TOPICS IN NUMERICAL ANALYSIS
- Overview
- Assessment methods
- Learning objectives
- Contents
- Full programme
- Teaching methods
- Contacts/Info
The course is designed not only for Math students, but also for other students with interests in scientific computing. The basic notions of analysis and geometry we will use are: Taylor's expansions, linear combinations and basis in a vector space. It is useful, but not mandatory, to be familiar with the numerical solution linear algebraic systems of equations and the concept of condition number (see the Numerical Analysis course).
The final score will be determined: for 1/3 by the evaluation of a computational project agreed with the teacher and for 2/3 by the oral examination.
The computational project must be agreed with the teacher and submitted together with the computer code developed. The project shall be a case-study that leverages on a topic taught during the course. The subject of the evaluation will be the appropriateness and quality of the software produced and the ability to present and discuss critically the results.
The oral examination will be on the material covered by the course. The evaluation will be based on knowledge of the course contents, the mathematical accuracy of the discourse, the ability to master the technical jargon of the subject, critical reasoning and ability to link the various topics.
Numerical Analysis develops and analyse methods to compute approximate solutions of mathematical problems, controlling the computational effort required and the error of the computed approximation; for this reason it’s one of the pillars of Scientific Computing and it is a fundamental discipline in the training of a modern mathematician.
The aim of this course is to complement the knowledge in this field already acquired in the courses “Matematica Computazionale” and “Analisi Numerica”.
At the end of the course the student will know and will be able to apply the main classical algorithms of numerical computing for problems involving (1) interpolation of functions and data, (2) approximations of functions and data, (3) computation of definite integrales and (4) solution of ordinary differential equations.
1. Interpolation of functions and data: Lagrange and Newton forms, interpolation error estimate, Hermite interpolation, piece-wise polynomial interpolation. Numerical approximation of function derivatives.

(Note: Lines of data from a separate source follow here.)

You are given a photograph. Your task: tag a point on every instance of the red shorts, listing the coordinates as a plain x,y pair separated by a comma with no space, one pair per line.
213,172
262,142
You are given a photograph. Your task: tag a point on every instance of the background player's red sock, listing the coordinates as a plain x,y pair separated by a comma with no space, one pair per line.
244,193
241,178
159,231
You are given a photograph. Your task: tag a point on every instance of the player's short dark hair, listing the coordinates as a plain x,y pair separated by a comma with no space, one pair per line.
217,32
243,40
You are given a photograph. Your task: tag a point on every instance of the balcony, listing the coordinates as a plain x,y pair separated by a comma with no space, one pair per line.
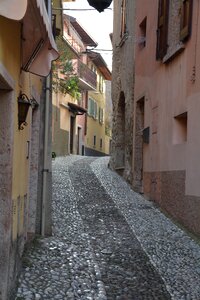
87,78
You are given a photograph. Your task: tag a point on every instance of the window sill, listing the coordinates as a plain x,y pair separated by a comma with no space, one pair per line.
173,53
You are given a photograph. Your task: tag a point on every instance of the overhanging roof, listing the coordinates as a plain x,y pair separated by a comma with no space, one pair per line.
38,45
86,38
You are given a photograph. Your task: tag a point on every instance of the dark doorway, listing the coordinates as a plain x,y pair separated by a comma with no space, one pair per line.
139,127
72,123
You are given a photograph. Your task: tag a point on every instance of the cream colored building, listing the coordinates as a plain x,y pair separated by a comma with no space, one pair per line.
97,140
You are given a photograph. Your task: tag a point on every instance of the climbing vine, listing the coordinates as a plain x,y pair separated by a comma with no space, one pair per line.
64,80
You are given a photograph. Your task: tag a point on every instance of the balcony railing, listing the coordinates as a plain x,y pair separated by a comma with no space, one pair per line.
87,78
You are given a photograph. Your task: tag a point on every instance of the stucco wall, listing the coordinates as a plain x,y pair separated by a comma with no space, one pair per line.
123,82
170,88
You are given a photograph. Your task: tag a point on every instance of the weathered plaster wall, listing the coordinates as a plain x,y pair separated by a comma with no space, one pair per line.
123,82
170,88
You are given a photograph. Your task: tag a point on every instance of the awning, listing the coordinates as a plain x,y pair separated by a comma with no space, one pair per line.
76,109
13,9
38,44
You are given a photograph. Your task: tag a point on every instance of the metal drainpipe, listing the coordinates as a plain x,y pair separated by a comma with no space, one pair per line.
46,142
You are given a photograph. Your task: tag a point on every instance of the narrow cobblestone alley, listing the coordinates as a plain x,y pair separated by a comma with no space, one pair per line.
108,243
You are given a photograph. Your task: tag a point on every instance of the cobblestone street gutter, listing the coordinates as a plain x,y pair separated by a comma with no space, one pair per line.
108,243
173,253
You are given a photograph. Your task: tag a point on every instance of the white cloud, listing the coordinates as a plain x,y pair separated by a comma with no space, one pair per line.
98,25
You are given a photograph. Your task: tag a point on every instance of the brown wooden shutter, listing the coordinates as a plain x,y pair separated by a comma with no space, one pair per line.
123,18
186,19
162,30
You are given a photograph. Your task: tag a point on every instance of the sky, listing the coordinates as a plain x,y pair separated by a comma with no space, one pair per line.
98,25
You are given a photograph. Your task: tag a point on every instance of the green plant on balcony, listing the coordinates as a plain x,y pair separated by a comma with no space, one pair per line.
64,80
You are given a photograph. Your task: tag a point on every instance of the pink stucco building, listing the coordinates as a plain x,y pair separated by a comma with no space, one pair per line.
166,164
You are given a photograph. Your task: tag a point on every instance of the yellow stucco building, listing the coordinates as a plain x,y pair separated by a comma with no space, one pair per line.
27,49
97,137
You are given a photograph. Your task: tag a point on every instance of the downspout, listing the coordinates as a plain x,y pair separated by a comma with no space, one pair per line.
47,160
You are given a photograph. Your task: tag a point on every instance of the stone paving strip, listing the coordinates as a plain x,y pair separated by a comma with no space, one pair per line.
173,253
108,243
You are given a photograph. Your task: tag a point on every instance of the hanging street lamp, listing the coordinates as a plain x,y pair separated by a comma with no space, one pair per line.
100,5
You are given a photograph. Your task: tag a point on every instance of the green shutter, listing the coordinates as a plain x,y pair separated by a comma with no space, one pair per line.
162,30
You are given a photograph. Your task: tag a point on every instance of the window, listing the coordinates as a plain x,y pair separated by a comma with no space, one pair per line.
101,83
92,108
94,69
162,30
101,115
101,143
123,18
143,30
186,19
180,129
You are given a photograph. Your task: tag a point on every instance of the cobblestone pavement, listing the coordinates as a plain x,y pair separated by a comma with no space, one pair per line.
108,243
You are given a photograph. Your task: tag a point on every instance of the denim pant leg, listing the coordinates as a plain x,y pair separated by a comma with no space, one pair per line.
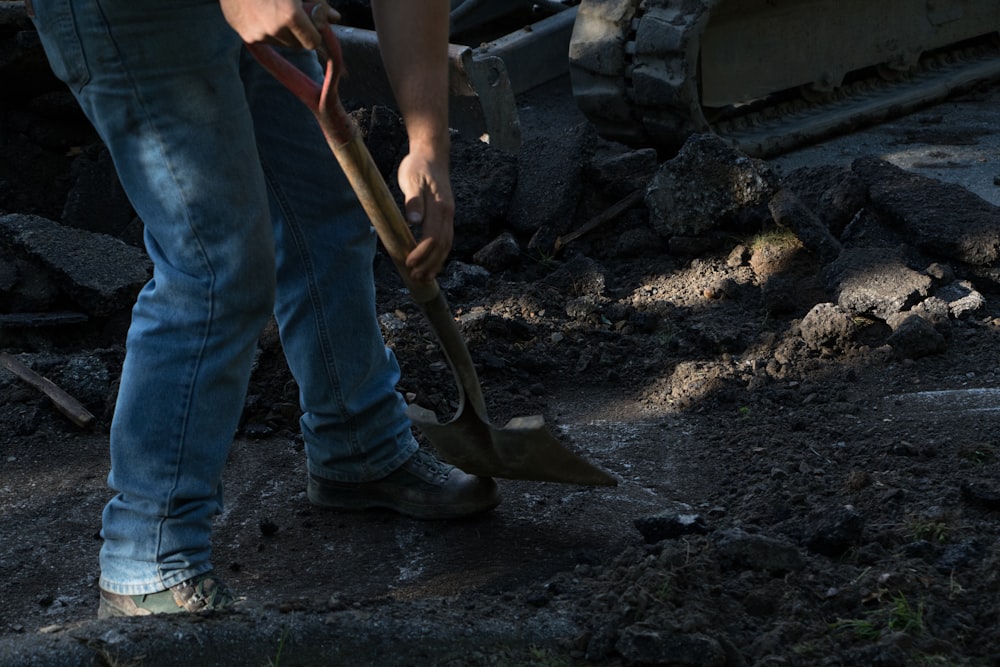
159,79
354,423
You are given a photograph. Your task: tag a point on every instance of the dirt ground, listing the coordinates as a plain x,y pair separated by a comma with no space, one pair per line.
779,501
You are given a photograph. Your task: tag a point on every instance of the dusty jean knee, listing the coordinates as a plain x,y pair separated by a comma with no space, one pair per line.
59,32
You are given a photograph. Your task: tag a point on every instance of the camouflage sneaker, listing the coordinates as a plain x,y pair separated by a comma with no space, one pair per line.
205,592
422,488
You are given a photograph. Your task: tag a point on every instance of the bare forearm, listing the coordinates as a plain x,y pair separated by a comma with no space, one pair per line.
413,38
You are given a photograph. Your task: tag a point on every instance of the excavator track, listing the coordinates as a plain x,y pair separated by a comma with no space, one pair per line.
772,75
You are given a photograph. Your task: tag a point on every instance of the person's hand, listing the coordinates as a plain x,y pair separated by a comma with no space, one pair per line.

2. Approssimation of functions and data: the linear approximation problem, minimax and least-squares approximation, orthogonal polynomials.
3. Numerical quadrature: Newton-Cotes rules, automatic quadrature, gaussian quadrature rules.

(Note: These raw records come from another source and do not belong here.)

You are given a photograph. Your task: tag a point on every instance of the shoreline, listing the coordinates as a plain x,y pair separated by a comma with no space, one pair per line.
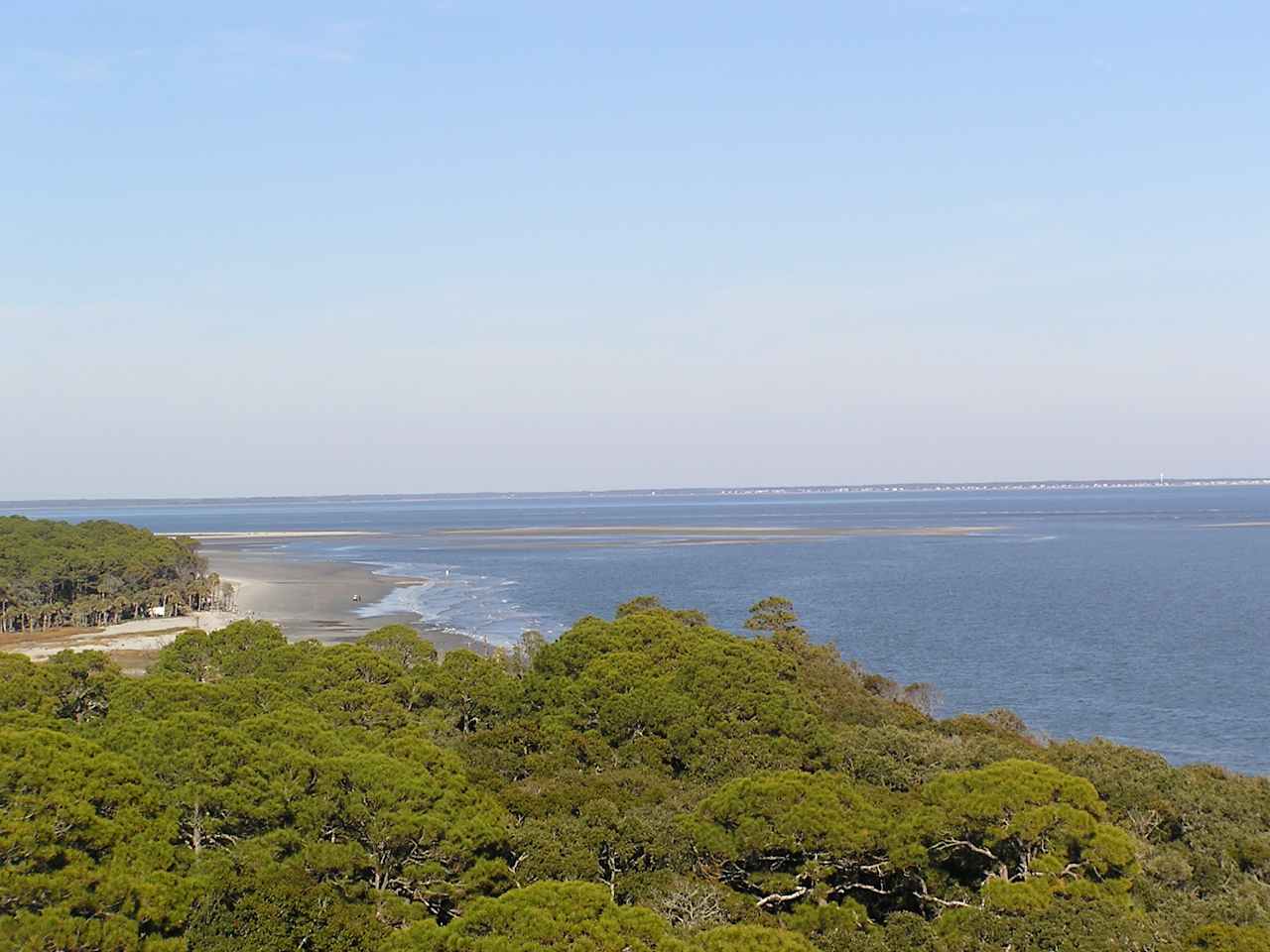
305,598
316,598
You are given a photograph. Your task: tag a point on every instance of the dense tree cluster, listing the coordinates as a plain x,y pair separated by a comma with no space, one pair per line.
56,574
647,783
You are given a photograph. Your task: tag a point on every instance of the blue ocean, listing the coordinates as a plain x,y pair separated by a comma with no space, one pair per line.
1138,615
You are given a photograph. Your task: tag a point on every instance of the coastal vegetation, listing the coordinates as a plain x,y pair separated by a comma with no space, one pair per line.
647,783
56,574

4. Ordinary differential equations. Taylor methods, Runge-Kutta and linear multistep methods for Cauchy problems, automatic step control. Stiff equations. Parameter dependent differential equations and sensitivity equations.
1. Interpolation of functions and data: Lagrange polynomials, interpolation error estimate, Newton form of the interpolation polynomial, divided differences with distinct and coincident nodes, Hermite interpolation, introduction to poice-wise polynomial interpolation.
2. Approssimation of functions and data: the linear approximation problem, continous and discrete least-squares approximation, orthogonal polynomials.
3. Numerical quadrature: simple and composite Newton-Cotes rules, Richardson extrapolation and error estimate, automatic quadrature with uniform and non-uniform refinement, gaussian quadrature rules, weighted gaussian rules, Radau and Lobatto rules.
4. Ordinary differential equations. Numerical differentiation formulae. Initial value problems: Euler’s method, a-priori error estimates, Taylor methods, Runge-Kutta and linear multistep methods, automatic step control. Stiff equations. Parameter dependent differential equations and sensitivity equations.
Lectures (2/3 of the hours) are conducted mainly at the blackboard. Exercises to help the individual study of each pupil will be made available and discussed during the following lectures upon request.
One third of the hours will be in the computing lab to teach the students how to implement (in MatLab), test and employ numerical analysis algorithms (some of the tools explained in the lectures will be used for this).
Office hours are booked on demand, by email or at lecture time.